Azotemia refers to elevated urea in the blood and is categorized into pre-renal, renal, and post-renal types. Pre-renal azotemia, characterized by normal kidney function, results from reduced blood flow to the kidneys (e.g., in heart failure, shock, dehydration, high protein diet, or muscle wasting). Renal azotemia involves kidney dysfunction itself (e.g., acute/chronic renal failure, glomerulonephritis). Post-renal azotemia occurs due to obstruction of urine flow from the kidneys (e.g., kidney stones, UTIs, tumors), causing urea to build up in the blood.
Creatinine is an anhydride of creatine, a waste product that is not reused in metabolism. It is synthesized in the liver from arginine, glycine, and methionine. Creatinine is filtered and secreted, but not reabsorbed, making it a reliable indicator of kidney function, less affected by diet than urea. It is commonly used to assess GFR (glomerular filtration rate). Elevated creatinine can indicate skeletal muscle necrosis or decreased GFR. The creatinine clearance test, calculated from urine and serum creatinine levels, provides a measure of kidney filtration efficiency.
Uric acid (urate) is a breakdown product of nucleic acids and purine catabolism, found in foods like liver and beans.
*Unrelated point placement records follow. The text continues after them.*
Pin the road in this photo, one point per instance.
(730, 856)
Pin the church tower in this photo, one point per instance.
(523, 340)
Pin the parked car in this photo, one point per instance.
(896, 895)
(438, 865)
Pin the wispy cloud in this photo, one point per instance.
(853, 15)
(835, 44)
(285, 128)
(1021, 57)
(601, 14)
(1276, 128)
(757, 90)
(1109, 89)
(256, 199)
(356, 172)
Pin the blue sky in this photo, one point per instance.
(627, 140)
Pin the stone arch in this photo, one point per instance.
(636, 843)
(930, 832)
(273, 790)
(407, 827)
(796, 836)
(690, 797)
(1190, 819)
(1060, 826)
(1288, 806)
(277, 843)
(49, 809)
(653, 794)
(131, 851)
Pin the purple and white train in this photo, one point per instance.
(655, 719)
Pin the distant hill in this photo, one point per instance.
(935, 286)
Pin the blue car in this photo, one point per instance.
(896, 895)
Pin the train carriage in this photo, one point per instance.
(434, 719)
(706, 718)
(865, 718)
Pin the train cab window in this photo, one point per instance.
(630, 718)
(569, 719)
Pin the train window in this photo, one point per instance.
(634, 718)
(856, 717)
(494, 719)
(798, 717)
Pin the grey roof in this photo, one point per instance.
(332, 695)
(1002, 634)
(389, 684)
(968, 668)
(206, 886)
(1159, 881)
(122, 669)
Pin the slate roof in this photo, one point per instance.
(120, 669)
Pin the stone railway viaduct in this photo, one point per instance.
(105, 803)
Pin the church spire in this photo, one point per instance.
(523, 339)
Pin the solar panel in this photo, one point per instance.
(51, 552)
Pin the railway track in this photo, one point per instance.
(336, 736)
At normal blood pH, it exists as monosodium urate. Its formation requires xanthine oxidase, an enzyme primarily found in the liver. About 90% of uric acid is reabsorbed. Clinically, hyperuricemia (increased uric acid) can lead to gout, characterized by inflammatory arthritis and deposition of monosodium urate crystals in joints and tissues, and nephrolithiasis (kidney stones).
Ammonia, derived from bacterial action in the colon and amino acid deamination, is highly toxic and normally metabolized by the liver into urea for disposal. Elevated plasma ammonia is particularly harmful to the central nervous system. Impaired ammonia metabolism is seen in severe liver diseases. In children, Reye's syndrome, an acute encephalopathy with hepatic dysfunction but without hyperbilirubinemia, is associated with high ammonia levels and linked to aspirin consumption during viral illnesses, affecting both liver and kidneys.
Amino acids are readily absorbed in renal tubules by active transport, with less than 5% excreted in urine, making them the second most abundant NPN after urea. Increased urinary excretion of amino acids can be due to overflow aminoacidurias (increased plasma concentration of amino acids from acquired, secondary, or inborn errors of metabolism) or renal aminoacidurias (diminished tubular absorption due to functional disorders of renal tubular absorptive mechanisms).